8. A second paradoxical thesis unashamedly adopted by the UNP is that minority truculence is a reaction to social injustice while the majority race is deemed 'extremist' and 'socially dangerous' if it attempts to assert its rights and dues in the context of its demographic pre-eminence.

9. This strange principle of equity is translated into the maxim that only the minorities have rights of constitutional assertion - a 'law' that is embraced not only by the UNP but also by the hordes of 'peaceniks' and NGO parasites that currently infest our society.

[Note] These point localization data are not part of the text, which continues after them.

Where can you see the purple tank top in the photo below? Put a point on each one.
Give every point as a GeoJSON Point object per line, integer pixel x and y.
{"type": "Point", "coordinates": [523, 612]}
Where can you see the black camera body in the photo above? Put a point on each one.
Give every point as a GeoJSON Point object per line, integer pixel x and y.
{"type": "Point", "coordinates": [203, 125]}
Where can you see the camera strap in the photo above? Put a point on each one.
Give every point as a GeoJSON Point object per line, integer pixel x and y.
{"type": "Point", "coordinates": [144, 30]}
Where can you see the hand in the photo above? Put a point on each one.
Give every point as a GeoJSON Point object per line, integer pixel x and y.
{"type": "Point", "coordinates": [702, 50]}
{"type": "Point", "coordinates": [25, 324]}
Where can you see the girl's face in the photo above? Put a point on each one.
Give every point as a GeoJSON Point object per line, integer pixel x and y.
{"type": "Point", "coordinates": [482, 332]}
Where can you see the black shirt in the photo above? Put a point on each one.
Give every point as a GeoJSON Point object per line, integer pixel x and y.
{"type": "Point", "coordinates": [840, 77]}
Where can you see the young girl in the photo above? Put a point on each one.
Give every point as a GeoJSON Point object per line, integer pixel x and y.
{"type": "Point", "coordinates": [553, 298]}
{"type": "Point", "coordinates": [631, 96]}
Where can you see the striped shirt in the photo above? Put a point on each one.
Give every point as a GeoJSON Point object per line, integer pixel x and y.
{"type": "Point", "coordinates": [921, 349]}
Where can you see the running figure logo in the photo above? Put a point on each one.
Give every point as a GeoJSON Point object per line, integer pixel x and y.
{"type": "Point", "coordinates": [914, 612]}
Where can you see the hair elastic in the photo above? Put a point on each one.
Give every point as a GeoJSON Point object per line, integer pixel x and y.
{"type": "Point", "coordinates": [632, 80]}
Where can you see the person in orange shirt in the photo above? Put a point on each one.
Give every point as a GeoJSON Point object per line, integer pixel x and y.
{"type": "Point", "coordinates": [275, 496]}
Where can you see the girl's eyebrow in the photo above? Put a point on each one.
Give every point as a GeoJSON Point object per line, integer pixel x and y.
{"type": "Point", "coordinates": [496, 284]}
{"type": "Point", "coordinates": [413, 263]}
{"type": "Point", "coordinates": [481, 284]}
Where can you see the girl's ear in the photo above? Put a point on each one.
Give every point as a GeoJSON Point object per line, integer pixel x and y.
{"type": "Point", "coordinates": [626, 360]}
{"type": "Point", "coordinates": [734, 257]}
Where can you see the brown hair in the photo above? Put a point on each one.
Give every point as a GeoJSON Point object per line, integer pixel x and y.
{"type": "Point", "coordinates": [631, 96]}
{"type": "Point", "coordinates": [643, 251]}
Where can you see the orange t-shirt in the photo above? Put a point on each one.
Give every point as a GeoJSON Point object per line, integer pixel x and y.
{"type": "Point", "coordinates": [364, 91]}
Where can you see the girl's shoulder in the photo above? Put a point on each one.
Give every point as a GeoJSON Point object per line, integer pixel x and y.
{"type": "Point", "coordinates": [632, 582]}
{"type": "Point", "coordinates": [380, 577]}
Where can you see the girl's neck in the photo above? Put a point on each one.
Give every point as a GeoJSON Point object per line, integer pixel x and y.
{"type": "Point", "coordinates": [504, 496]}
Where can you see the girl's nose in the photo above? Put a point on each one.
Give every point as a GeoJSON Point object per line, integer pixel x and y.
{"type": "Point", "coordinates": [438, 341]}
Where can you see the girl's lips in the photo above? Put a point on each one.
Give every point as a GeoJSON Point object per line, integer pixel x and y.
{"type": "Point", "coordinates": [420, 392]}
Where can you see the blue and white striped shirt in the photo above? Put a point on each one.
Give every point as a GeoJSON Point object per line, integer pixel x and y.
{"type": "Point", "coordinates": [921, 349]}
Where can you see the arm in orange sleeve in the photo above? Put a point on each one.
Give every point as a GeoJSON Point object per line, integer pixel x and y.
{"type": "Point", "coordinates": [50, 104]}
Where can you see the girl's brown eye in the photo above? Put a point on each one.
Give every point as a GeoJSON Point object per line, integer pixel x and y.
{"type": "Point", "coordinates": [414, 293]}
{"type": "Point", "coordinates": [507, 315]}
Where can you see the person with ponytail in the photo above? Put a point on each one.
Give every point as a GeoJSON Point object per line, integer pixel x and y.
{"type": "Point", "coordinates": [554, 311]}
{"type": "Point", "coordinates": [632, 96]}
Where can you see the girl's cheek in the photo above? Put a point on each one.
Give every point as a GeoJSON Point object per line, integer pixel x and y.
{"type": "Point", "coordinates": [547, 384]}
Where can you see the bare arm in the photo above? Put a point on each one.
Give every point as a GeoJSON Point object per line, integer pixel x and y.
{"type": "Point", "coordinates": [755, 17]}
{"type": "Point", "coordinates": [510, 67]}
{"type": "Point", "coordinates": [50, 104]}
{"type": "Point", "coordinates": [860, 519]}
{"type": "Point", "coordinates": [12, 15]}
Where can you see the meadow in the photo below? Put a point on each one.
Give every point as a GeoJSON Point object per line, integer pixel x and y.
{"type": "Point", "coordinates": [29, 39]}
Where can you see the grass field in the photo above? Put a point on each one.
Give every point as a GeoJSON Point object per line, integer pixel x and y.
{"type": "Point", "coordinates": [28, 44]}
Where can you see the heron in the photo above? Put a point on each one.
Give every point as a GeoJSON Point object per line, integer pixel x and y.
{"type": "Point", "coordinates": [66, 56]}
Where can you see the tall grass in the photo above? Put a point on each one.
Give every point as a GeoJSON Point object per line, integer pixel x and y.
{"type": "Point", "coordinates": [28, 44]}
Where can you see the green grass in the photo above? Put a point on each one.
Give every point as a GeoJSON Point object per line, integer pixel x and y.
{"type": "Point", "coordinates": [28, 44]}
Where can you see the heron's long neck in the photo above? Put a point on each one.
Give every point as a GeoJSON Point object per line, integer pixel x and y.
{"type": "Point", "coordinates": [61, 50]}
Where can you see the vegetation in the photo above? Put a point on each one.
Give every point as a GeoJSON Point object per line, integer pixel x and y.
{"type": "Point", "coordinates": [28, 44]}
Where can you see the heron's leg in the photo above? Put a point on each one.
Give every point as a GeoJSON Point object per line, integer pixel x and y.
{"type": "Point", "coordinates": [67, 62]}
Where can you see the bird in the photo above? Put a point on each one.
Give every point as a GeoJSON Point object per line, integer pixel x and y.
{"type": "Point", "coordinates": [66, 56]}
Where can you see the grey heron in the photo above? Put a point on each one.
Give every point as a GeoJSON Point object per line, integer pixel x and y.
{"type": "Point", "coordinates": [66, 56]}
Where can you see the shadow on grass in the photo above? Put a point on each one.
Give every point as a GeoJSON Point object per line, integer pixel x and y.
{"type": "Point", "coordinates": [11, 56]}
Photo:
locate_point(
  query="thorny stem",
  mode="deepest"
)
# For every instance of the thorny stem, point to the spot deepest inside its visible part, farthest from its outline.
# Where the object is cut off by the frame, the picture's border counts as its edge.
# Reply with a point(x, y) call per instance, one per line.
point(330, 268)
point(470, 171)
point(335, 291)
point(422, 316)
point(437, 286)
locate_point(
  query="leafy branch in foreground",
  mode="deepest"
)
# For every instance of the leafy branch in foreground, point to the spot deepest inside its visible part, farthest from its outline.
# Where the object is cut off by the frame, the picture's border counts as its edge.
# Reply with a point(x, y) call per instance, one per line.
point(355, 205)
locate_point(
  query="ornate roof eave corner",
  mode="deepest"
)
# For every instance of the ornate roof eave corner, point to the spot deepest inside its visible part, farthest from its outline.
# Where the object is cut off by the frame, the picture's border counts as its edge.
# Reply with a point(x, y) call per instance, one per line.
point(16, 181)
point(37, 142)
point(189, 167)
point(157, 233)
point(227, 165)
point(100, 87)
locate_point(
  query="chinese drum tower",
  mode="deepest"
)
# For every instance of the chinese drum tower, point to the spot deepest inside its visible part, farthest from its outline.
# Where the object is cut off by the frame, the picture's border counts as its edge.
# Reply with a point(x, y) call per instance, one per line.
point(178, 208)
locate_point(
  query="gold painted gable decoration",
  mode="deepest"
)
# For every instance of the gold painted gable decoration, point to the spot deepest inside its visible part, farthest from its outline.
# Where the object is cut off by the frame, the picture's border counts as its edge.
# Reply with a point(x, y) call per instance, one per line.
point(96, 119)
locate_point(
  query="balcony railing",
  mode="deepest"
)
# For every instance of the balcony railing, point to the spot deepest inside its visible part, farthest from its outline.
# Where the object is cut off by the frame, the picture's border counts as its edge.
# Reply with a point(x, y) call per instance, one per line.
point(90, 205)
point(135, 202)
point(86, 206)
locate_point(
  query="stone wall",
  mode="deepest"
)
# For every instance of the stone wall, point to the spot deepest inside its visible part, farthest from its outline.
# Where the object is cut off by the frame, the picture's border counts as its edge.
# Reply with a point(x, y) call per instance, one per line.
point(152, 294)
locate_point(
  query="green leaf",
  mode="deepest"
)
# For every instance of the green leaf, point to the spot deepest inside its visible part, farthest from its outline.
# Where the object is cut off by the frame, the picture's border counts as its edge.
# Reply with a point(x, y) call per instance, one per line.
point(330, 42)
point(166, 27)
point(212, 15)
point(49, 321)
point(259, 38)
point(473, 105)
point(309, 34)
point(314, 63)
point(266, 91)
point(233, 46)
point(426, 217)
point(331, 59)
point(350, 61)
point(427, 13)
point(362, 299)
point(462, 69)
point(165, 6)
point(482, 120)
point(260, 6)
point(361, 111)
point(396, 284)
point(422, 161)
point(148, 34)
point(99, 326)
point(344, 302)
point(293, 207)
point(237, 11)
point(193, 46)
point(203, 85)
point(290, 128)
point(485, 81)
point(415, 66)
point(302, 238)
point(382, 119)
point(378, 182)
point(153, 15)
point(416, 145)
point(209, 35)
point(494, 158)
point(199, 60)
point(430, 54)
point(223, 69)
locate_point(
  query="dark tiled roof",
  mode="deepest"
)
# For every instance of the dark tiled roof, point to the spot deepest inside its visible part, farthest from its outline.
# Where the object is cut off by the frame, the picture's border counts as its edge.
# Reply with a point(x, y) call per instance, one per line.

10. Autochthonal primacy - the sense of the historical roots of the major group that inhabits this country - is studiously ignored. It is replaced by a machiavellian strategy of wooing the minorities on the one hand and a fawning openness to Western power and blandishments on the other. Either way, the interests of the true indigenes are sacrificed by a sankara elite that has muscled its way into the leadership of a party that has seen better days.

It would be grossly unfair to hold that the entire membership of the UNP subscribes to the polity encompassed by the ten points given above. This is the reason for speaking of the current UNP as a 'disunited' party. Many of its stalwarts would be ashamed to be associated with this agenda that has the depreciation of national worth as its prime focus. They have been ousted by a coterie of Western infatuated (and, denationalized) fanatics who by a quirk of history dominate the party.